Standley Daron M, Toh Hiroyuki, Nakamura Haruki
Research Center for Structural and Functional Proteomics, Institute for Protein Research, Osaka University, 3-2 Yamadaoka, Suita, Osaka 565-0871, Japan.
Proteins. 2008 Sep;72(4):1333-51. doi: 10.1002/prot.22015.
A method to functionally annotate structural genomics targets, based on a novel structural alignment scoring function, is proposed. In the proposed score, position-specific scoring matrices are used to weight structurally aligned residue pairs to highlight evolutionarily conserved motifs. The functional form of the score is first optimized for discriminating domains belonging to the same Pfam family from domains belonging to different families but the same CATH or SCOP superfamily. In the optimization stage, we consider four standard weighting functions as well as our own, the "maximum substitution probability," and combinations of these functions. The optimized score achieves an area of 0.87 under the receiver-operating characteristic curve with respect to identifying Pfam families within a sequence-unique benchmark set of domain pairs. Confidence measures are then derived from the benchmark distribution of true-positive scores. The alignment method is next applied to the task of functionally annotating 230 query proteins released to the public as part of the Protein 3000 structural genomics project in Japan. Of these queries, 78 were found to align to templates with the same Pfam family as the query or had sequence identities > or = 30%. Another 49 queries were found to match more distantly related templates. Within this group, the template predicted by our method to be the closest functional relative was often not the most structurally similar. Several nontrivial cases are discussed in detail. Finally, 103 queries matched templates at the fold level, but not the family or superfamily level, and remain functionally uncharacterized.

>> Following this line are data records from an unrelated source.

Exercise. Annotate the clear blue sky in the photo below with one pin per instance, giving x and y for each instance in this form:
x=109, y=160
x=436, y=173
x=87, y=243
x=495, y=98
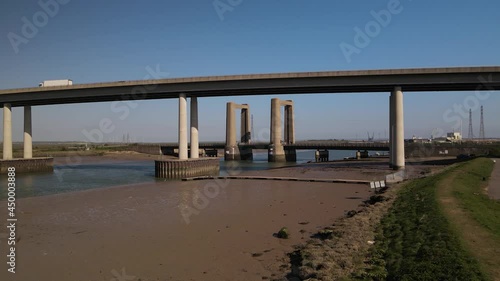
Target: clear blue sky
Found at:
x=93, y=41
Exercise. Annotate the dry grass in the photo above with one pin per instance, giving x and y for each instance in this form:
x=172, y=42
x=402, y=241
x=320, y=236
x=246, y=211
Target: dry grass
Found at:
x=472, y=223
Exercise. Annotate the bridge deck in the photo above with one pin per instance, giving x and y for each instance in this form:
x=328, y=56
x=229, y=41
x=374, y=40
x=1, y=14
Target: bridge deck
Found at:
x=417, y=79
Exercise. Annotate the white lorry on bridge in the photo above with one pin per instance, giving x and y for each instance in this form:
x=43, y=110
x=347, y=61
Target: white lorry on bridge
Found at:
x=52, y=83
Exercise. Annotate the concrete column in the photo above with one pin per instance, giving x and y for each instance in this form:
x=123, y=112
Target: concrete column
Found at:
x=399, y=141
x=391, y=130
x=245, y=124
x=289, y=124
x=230, y=125
x=7, y=131
x=275, y=122
x=232, y=151
x=248, y=120
x=195, y=146
x=183, y=155
x=28, y=142
x=276, y=151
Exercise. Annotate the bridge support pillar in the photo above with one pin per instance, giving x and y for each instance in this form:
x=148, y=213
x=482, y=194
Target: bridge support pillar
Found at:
x=277, y=152
x=28, y=142
x=7, y=131
x=195, y=147
x=391, y=131
x=232, y=151
x=183, y=150
x=397, y=127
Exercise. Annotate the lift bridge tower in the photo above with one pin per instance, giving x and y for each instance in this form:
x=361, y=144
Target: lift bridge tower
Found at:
x=471, y=132
x=481, y=125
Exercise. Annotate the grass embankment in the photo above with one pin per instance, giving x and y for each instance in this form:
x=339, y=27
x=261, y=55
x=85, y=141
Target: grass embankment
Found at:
x=473, y=214
x=417, y=240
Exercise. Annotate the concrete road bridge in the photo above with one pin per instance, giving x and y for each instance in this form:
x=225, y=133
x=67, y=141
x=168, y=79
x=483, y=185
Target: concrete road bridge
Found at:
x=393, y=81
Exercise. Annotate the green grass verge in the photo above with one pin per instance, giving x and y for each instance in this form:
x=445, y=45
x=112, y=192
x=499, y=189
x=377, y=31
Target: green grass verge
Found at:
x=468, y=189
x=414, y=240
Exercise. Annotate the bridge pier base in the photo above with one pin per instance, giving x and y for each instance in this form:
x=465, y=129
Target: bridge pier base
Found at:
x=179, y=169
x=235, y=153
x=276, y=153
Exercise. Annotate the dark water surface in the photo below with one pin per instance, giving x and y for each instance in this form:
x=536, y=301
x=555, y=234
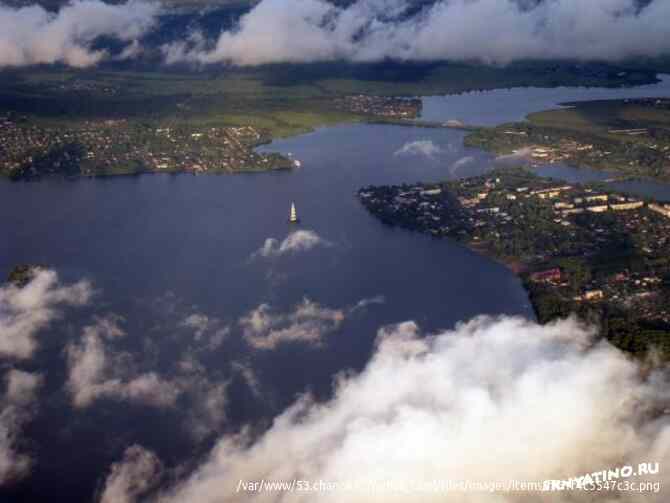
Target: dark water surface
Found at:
x=159, y=247
x=490, y=108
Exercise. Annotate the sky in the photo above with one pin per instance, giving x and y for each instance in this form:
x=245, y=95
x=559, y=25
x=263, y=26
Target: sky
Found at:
x=275, y=31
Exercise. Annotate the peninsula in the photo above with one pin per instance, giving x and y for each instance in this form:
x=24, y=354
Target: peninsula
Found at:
x=577, y=248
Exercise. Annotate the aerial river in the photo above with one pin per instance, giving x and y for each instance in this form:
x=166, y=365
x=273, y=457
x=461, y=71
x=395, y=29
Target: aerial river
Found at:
x=161, y=248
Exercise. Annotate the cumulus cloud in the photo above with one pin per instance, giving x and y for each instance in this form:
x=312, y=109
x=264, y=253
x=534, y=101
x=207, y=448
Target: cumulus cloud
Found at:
x=138, y=472
x=32, y=35
x=308, y=322
x=26, y=310
x=522, y=154
x=16, y=408
x=95, y=370
x=295, y=242
x=491, y=400
x=210, y=330
x=426, y=148
x=496, y=31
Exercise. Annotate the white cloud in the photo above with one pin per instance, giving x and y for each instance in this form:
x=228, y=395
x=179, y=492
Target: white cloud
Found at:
x=522, y=154
x=96, y=371
x=31, y=35
x=138, y=472
x=16, y=408
x=492, y=400
x=24, y=311
x=295, y=242
x=308, y=322
x=206, y=328
x=497, y=31
x=426, y=148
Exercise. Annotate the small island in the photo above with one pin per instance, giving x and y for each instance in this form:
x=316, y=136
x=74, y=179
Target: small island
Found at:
x=580, y=249
x=627, y=137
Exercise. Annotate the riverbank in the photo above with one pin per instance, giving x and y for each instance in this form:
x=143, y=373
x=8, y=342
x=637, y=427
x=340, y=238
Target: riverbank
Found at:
x=577, y=248
x=630, y=138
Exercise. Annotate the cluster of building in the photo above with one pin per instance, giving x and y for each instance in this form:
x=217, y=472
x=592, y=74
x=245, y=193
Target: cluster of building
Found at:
x=390, y=107
x=536, y=223
x=116, y=146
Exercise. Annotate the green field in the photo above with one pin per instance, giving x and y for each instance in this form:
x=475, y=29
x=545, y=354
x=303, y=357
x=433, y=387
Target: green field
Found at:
x=283, y=99
x=631, y=137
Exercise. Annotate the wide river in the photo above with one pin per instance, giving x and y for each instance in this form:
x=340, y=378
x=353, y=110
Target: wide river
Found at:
x=160, y=248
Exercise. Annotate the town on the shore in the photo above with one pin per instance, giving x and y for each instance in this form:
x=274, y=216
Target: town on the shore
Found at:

提出了一种基于新型结构比对评分函数对结构基因组学靶点进行功能注释的方法。在所提出的评分中,使用位置特异性评分矩阵对结构比对的残基对进行加权,以突出进化上保守的基序。评分的函数形式首先针对区分属于同一Pfam家族的结构域与属于不同家族但属于同一CATH或SCOP超家族的结构域进行优化。在优化阶段,我们考虑了四个标准加权函数以及我们自己的“最大替换概率”函数,以及这些函数的组合。在识别结构域对的序列唯一基准集中的Pfam家族方面,优化后的评分在接收者操作特征曲线下的面积达到了0.87。然后从真阳性评分的基准分布中得出置信度度量。接下来,将比对方法应用于对作为日本蛋白质3000结构基因组学项目一部分向公众发布的230个查询蛋白进行功能注释的任务。在这些查询中,发现78个与具有与查询相同Pfam家族的模板比对,或者序列同一性≥30%。另外49个查询被发现与关系更远的模板匹配。在这一组中,我们的方法预测为最接近功能相关的模板通常不是结构上最相似的。详细讨论了几个重要的案例。最后,103个查询在折叠水平上与模板匹配,但在家族或超家族水平上不匹配,并且在功能上仍然未得到表征。